April 10, 2012 / 4:01 PM / 5 years ago

Global growth worries push yields to 4-week lows

3 Min Read

NEW YORK (Reuters) - U.S. Treasury debt prices rose on Tuesday, pushing benchmark yields below 2 percent for the first time in over four weeks as worries about the pace of global economic growth bolstered demand for safe-haven U.S. government debt.

Adding to the bullish impact on Treasuries from Friday's weak U.S. employment report for March were growth concerns in the euro zone, with Spain taking center stage in the region's debt crisis.

As European markets reopened after the Easter break, German Bund yields hit their lowest since September and Italian and Spanish bond yields continued their march higher after sentiment towards those two countries soured following a weak Spanish bond sale last week.

"The bad news on (U.S.) employment brought about more doubt about the global recovery and how vulnerable we are to the double-dip (recession)," said William Larkin, fixed income portfolio manager at Cabot Money Management in Salem, Massachusetts.

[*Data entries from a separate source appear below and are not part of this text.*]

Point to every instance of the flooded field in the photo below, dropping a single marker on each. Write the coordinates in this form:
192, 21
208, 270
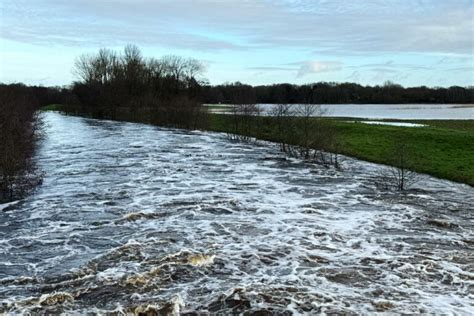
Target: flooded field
135, 218
389, 111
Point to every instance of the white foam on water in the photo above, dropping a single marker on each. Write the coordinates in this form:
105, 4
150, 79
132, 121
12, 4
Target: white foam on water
211, 216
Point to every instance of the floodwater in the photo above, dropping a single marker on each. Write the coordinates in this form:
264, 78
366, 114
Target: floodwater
134, 218
394, 111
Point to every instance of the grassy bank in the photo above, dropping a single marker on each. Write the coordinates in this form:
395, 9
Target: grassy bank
444, 148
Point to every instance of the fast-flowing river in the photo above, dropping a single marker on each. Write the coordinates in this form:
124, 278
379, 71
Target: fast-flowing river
135, 218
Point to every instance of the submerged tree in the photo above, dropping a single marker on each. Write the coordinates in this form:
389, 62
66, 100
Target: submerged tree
400, 174
20, 129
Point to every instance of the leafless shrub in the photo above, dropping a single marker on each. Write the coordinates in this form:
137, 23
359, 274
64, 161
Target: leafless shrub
20, 130
400, 175
244, 124
303, 133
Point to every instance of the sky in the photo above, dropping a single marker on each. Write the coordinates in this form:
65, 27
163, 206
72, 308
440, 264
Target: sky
410, 42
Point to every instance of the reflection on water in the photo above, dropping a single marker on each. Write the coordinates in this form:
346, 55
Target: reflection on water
134, 218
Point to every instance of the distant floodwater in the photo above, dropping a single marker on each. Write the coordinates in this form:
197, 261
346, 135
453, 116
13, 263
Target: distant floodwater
392, 111
399, 111
133, 218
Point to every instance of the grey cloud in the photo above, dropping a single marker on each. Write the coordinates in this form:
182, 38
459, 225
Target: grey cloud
344, 27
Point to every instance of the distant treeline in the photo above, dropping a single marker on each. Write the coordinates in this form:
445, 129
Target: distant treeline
167, 90
334, 93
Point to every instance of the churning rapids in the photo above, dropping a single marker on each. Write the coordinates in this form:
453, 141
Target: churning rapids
134, 218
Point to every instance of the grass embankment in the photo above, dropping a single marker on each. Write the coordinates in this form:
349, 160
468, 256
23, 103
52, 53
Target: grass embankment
444, 148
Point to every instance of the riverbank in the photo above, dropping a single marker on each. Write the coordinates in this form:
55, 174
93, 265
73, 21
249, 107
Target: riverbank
442, 148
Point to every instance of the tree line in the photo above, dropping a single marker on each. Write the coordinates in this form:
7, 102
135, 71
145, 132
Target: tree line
336, 93
166, 90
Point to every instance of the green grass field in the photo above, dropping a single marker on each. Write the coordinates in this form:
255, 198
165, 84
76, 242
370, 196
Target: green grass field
443, 148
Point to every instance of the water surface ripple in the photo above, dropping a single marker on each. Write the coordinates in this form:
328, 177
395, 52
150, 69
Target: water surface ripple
135, 218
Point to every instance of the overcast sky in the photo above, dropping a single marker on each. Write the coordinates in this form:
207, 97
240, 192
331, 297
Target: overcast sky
411, 42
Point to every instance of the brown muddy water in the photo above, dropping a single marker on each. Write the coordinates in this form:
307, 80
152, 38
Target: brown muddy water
133, 218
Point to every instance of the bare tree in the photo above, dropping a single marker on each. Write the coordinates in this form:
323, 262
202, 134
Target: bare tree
20, 129
400, 174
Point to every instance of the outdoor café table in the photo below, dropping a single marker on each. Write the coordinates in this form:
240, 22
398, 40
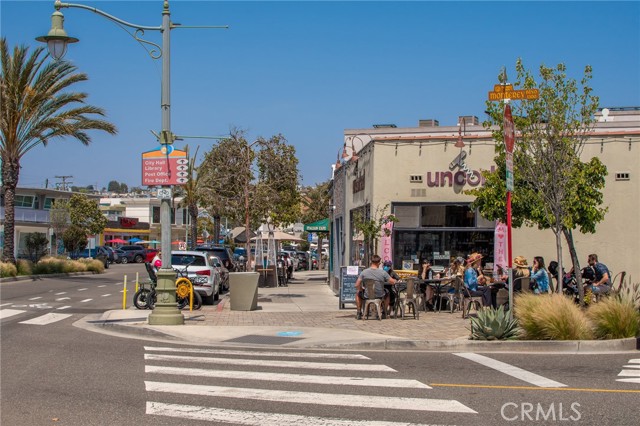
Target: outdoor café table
437, 284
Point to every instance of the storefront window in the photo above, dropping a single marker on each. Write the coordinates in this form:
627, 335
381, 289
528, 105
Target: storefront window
440, 246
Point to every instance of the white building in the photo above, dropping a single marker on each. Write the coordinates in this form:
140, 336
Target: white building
420, 175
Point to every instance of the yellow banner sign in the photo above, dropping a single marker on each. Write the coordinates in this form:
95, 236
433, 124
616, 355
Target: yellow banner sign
527, 94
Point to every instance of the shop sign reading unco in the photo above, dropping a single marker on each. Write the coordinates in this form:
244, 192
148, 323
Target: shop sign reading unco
459, 174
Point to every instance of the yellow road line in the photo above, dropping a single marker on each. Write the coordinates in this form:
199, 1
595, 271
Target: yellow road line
454, 385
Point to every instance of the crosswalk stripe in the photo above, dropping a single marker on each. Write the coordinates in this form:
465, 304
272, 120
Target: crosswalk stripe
46, 319
256, 353
272, 363
634, 380
6, 313
630, 373
344, 400
255, 418
511, 370
286, 377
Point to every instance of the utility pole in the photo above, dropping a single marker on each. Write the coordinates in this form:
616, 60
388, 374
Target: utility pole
63, 185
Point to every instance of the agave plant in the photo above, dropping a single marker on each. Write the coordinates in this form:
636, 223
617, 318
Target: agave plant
494, 324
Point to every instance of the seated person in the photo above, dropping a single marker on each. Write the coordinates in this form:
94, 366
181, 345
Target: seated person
374, 272
539, 276
473, 282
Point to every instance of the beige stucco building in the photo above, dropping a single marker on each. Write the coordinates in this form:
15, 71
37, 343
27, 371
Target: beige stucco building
420, 174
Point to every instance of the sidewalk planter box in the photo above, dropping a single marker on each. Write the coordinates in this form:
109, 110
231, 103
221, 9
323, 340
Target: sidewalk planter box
243, 291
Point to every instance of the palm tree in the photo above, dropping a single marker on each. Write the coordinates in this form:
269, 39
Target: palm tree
35, 109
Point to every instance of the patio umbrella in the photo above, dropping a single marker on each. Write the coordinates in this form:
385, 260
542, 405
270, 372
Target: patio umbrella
116, 241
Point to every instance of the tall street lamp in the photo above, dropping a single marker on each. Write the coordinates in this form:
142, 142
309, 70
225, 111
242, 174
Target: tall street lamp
166, 312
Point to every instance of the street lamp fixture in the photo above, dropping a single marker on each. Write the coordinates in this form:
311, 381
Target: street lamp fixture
166, 312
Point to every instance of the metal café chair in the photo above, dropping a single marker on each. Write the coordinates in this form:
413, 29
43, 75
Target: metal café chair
371, 299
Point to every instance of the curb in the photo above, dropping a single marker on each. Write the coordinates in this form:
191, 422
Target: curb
40, 277
543, 346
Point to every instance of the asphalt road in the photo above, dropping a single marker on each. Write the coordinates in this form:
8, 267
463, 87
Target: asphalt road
55, 373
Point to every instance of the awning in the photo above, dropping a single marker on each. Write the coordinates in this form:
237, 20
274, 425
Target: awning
319, 226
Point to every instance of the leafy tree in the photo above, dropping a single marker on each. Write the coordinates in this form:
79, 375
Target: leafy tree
36, 108
85, 214
371, 227
36, 244
246, 182
551, 182
74, 239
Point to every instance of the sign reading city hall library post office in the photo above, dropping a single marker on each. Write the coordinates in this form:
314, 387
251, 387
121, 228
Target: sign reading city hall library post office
164, 166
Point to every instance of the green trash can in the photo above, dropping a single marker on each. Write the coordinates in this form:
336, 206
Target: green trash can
243, 291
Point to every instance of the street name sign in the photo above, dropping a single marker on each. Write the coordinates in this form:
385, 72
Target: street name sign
164, 166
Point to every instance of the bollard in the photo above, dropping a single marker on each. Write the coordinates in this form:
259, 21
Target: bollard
124, 294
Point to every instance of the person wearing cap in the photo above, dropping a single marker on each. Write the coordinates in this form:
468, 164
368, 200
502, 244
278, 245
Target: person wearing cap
473, 282
602, 282
380, 276
388, 267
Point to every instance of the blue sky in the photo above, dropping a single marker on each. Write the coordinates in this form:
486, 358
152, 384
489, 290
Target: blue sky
309, 70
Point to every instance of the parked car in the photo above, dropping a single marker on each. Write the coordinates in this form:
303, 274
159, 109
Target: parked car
135, 253
200, 271
224, 272
95, 253
223, 253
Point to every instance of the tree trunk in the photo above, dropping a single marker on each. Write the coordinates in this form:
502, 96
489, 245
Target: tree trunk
193, 213
10, 173
216, 229
559, 253
568, 235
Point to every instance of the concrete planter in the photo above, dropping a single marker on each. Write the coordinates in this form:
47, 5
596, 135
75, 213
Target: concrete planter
243, 291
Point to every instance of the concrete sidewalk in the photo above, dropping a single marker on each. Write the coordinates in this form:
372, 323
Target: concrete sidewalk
306, 314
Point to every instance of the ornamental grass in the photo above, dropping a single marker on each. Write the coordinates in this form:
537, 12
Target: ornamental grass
551, 317
614, 318
8, 270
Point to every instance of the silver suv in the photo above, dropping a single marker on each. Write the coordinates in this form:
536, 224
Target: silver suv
202, 274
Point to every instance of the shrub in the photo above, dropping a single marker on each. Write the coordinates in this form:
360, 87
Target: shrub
614, 318
92, 265
8, 270
24, 267
551, 317
494, 324
49, 265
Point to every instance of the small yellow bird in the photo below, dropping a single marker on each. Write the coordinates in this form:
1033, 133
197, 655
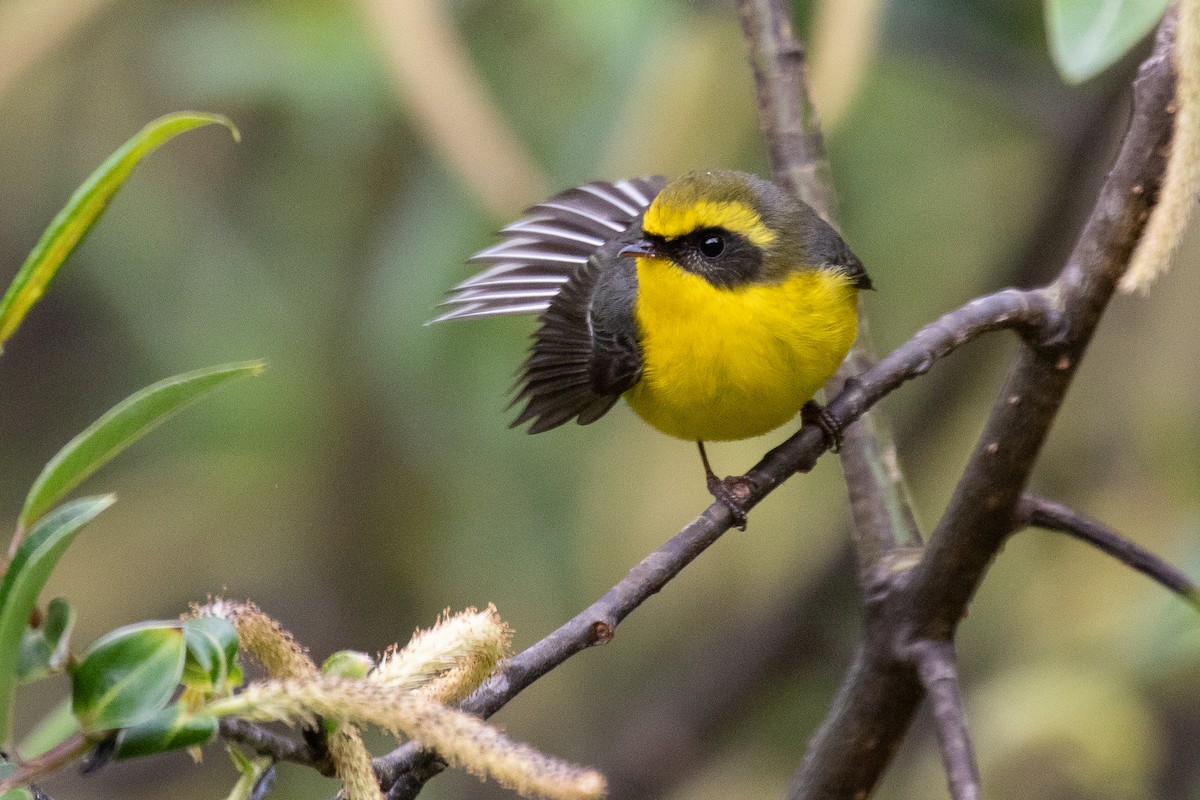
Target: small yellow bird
715, 304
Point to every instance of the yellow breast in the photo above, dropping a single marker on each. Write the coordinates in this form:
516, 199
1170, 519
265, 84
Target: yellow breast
732, 364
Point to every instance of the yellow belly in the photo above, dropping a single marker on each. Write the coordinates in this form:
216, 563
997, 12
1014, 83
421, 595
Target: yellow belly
732, 364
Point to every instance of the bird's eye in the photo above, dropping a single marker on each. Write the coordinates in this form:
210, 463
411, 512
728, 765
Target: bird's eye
712, 246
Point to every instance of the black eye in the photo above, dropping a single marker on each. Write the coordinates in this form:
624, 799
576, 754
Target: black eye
712, 246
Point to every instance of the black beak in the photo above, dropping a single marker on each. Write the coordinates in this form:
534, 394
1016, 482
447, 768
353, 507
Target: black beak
642, 248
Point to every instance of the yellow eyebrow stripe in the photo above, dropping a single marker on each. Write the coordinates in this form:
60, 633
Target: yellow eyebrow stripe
671, 221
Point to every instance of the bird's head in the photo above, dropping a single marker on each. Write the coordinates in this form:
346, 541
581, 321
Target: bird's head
733, 228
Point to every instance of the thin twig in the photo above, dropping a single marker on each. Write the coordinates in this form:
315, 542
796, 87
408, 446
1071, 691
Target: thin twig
879, 696
1011, 310
48, 763
879, 495
937, 669
1047, 513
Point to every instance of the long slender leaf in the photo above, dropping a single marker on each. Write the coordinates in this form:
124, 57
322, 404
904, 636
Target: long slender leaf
53, 729
23, 582
82, 211
127, 675
1089, 36
121, 426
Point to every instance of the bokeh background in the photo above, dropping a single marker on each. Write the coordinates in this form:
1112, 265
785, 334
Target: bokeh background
369, 480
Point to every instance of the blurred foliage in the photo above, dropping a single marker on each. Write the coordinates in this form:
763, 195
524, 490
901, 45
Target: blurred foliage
370, 480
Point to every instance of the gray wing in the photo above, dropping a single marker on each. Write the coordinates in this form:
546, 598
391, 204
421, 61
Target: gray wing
540, 252
561, 262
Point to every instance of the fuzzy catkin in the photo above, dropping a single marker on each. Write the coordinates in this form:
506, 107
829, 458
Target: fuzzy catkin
461, 739
1181, 180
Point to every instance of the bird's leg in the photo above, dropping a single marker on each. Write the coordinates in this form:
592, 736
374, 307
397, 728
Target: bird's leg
732, 491
815, 413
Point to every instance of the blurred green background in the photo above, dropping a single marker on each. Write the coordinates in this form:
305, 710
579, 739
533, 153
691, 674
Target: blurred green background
369, 479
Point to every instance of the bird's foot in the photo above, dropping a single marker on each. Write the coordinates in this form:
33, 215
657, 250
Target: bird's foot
815, 413
732, 492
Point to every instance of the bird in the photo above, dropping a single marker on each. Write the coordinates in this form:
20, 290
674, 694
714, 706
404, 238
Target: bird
715, 304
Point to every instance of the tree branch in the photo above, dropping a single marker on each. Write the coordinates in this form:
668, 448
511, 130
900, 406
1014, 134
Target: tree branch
879, 497
1053, 516
937, 671
881, 692
280, 747
882, 689
1030, 313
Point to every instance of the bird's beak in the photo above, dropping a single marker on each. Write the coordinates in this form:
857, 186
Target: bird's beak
641, 248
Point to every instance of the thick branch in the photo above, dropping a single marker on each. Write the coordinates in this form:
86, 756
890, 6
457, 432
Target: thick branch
879, 697
1054, 516
1026, 312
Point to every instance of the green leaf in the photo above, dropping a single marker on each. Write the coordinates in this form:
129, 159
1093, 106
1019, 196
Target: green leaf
348, 663
211, 654
257, 775
43, 649
120, 427
171, 728
127, 675
51, 732
82, 211
1089, 36
28, 572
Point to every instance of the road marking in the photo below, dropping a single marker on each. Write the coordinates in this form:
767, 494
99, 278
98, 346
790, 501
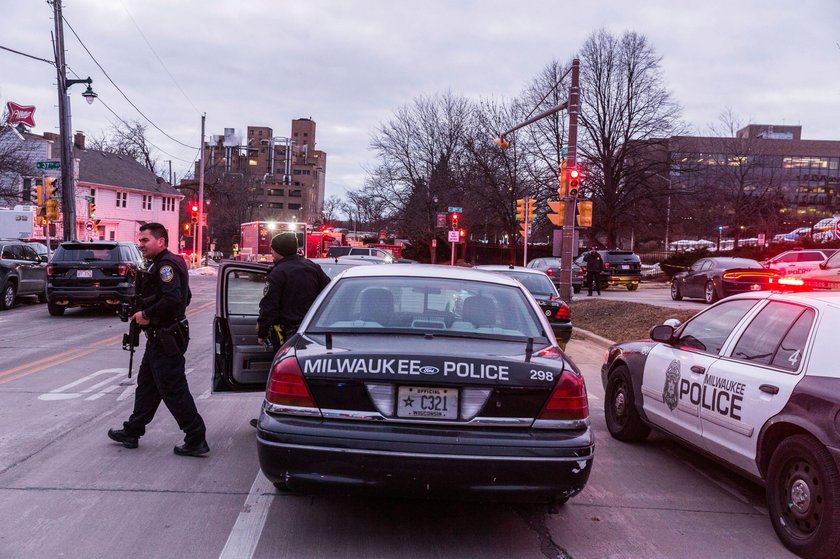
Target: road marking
245, 534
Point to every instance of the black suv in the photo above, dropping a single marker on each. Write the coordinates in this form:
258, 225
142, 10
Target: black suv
91, 273
621, 267
22, 272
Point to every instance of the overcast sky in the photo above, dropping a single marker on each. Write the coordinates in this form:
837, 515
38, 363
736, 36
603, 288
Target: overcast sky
348, 64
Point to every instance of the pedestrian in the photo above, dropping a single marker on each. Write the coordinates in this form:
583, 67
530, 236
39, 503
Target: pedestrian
594, 267
166, 295
291, 287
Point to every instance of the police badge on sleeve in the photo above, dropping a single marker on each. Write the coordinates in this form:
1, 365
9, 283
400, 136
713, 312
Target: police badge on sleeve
670, 394
166, 273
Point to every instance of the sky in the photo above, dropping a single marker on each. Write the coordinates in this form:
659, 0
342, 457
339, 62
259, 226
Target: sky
350, 64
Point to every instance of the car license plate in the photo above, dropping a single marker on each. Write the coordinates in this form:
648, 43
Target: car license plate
427, 402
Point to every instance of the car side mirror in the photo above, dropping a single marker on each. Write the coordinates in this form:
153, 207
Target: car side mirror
662, 333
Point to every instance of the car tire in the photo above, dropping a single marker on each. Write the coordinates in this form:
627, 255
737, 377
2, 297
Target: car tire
7, 298
710, 293
676, 294
623, 420
803, 497
55, 310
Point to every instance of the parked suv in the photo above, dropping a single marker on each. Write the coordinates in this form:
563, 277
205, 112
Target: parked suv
90, 274
335, 252
621, 267
22, 272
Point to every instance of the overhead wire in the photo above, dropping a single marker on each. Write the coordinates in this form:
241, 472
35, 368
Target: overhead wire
158, 128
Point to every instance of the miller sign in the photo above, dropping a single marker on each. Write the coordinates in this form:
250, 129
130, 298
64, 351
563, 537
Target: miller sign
20, 114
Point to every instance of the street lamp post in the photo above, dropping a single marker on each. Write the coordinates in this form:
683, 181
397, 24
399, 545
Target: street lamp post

Benchmark 10-year Treasury notes were trading 18/32 higher in price to yield 1.986 percent, marking the lowest since March 8 and down from 2.05 percent late Monday.

Benchmark yields were still being impacted by March U.S. jobs growth that came in well below expectations last week, casting doubt over the strength of the U.S. economic recovery.

Before the jobs data, market participants had interpreted recent comments from Fed policy-makers and improved data to mean the bar for further monetary stimulus was extremely high.

However, a Reuters poll on Monday showed most major Wall Street firms expect anemic growth in the U.S. jobs market and a struggling economic recovery to force the Federal Reserve to undertake another round of monetary stimulus, most likely to be announced in June.

The Federal Reserve bought $1.843 billion of longer-dated Treasuries on Tuesday morning, and was scheduled to buy a further $4.25 billion to $5 billion of longer-dated Treasuries on Tuesday afternoon.

The purchases are part of the central bank's latest stimulus program, which has been nicknamed "Operation Twist." Under Twist, the Fed is selling shorter-dated holdings and buying longer-dated debt to extend the maturity of its portfolio. The program is scheduled to last through June.

While the Fed is buying, the U.S. Treasury will sell $32 billion of three-year notes on Tuesday afternoon, then $21 billion of reopened 10-year notes Wednesday and $13 billion of reopened 30-year bonds on Thursday.

Ahead of Tuesday's auction, three-year notes were trading 3/32 higher in price to yield 0.42 percent, down from 0.45 percent late Monday. In the when-issued market, considered a proxy for where the yield might come in at auction, three-year notes were trading with a yield of 0.43 percent.